Communication Prior as Alignment Strategy
Alice has one of three objects:
A red triangle
A blue square
A red circle
She wants Bob to learn which object she has. However, Alice may only send one of three messages:
“My object is round”
“My object is red”
“This is not a pipe”
The rules of the game (i.e. the available messages) are common knowledge before the game starts. What message should Alice send for each object, and what object should Bob deduce from each message?
Let’s think it through from Bob’s standpoint. A clever human might reason like this:
“My object is round” implies it’s the red circle, because that’s the only round object.
“My object is red” implies it’s the red triangle, because only the triangle and circle are red, and Alice could have perfectly conveyed the information with “My object is round” if it were the circle.
“This is not a pipe” implies it’s the blue square, because Alice could have perfectly conveyed the information with one of the other two messages otherwise.
If you’ve played the game CodeNames, then this sort of reasoning might look familiar: “well, ‘blue’ seems like a good hint for both sky+sapphire and sky+water, but if it were sky+water they would have said ‘weather’ or something like that instead, so it’s probably sky+sapphire...”.
Intuitively, this sort of reasoning follows from a communication prior—a prior that someone is choosing their words in order to communicate. In everyday life, this comes up in e.g. the difference between connotation and denotation: when someone uses a connotation-heavy word, the fact that they used that word rather than some more neutral synonym is itself important information. More generally: the implication of words is not the same as their literal content. A communication prior contains a model of how-and-why-the-words-were-chosen, so we can update on the words to figure out their implications, not just their literal meanings.
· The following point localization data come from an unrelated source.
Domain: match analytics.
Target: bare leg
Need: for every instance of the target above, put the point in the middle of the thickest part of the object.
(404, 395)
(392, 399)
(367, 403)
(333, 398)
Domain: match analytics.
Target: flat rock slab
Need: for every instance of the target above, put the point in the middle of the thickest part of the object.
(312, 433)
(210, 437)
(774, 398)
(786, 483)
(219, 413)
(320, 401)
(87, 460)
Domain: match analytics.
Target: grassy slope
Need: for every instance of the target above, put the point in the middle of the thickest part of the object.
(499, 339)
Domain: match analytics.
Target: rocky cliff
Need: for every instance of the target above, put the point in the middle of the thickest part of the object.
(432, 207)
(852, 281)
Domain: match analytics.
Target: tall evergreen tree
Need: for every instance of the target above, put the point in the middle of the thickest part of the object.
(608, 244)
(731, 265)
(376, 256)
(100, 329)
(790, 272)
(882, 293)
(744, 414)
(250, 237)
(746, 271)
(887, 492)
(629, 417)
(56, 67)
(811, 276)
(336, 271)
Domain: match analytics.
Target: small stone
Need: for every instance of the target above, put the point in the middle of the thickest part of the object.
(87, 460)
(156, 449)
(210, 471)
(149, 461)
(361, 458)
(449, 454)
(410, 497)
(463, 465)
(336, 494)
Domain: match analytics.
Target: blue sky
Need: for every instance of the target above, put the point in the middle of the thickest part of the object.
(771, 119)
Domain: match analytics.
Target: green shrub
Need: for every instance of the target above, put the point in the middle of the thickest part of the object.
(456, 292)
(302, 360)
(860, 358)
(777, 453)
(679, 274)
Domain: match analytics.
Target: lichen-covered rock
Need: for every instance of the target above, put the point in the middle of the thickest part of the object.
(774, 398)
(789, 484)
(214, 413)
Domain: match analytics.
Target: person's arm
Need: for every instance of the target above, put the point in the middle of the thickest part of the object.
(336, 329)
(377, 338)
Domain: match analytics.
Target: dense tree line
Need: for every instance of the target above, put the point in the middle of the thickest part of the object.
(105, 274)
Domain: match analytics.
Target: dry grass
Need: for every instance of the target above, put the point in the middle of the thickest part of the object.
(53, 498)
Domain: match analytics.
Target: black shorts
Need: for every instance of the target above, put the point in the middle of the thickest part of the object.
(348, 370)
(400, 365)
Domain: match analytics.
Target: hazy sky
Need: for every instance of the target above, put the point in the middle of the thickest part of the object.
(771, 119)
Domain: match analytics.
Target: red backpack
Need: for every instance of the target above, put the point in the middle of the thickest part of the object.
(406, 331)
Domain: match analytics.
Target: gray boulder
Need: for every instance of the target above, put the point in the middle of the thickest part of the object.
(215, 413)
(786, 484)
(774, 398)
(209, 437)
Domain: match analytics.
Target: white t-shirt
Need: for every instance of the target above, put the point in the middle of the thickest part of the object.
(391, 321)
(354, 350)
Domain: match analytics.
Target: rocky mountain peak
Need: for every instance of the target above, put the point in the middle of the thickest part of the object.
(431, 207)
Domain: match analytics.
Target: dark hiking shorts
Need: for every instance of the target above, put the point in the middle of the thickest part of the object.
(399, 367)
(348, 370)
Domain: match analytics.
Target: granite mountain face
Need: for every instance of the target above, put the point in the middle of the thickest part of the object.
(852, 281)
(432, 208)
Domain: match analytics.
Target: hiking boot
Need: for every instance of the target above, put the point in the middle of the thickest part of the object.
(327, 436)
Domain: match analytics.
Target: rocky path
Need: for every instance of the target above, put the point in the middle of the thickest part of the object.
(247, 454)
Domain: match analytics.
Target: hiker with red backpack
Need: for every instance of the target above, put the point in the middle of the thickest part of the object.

Communication priors suggest an approach to certain problems in AI alignment. Intuitively, rather than saying “I want X” and the AI taking that completely literally (as computers generally do), the AI instead updates on the fact that I said “I want X”, and tries to figure out what those words imply about what I actually want. It’s like pushing the “do what I mean” button—the AI would try to figure out what we mean, rather than just doing what we say. Indeed, we could even have the AI treat its own source code as a signal about what I mean, rather than as instructions to be taken literally—potentially recognizing when the program we wrote is not quite the program we intended, and doing what we intended instead. (Obviously the program itself would need some open-ended introspection/self-modification capabilities to allow this.) As long as the initial code and initial model of me is “close enough”, the AI could figure out what I meant, and we’d have a “basin of convergence”—any close-enough code/model would converge to what we actually intended.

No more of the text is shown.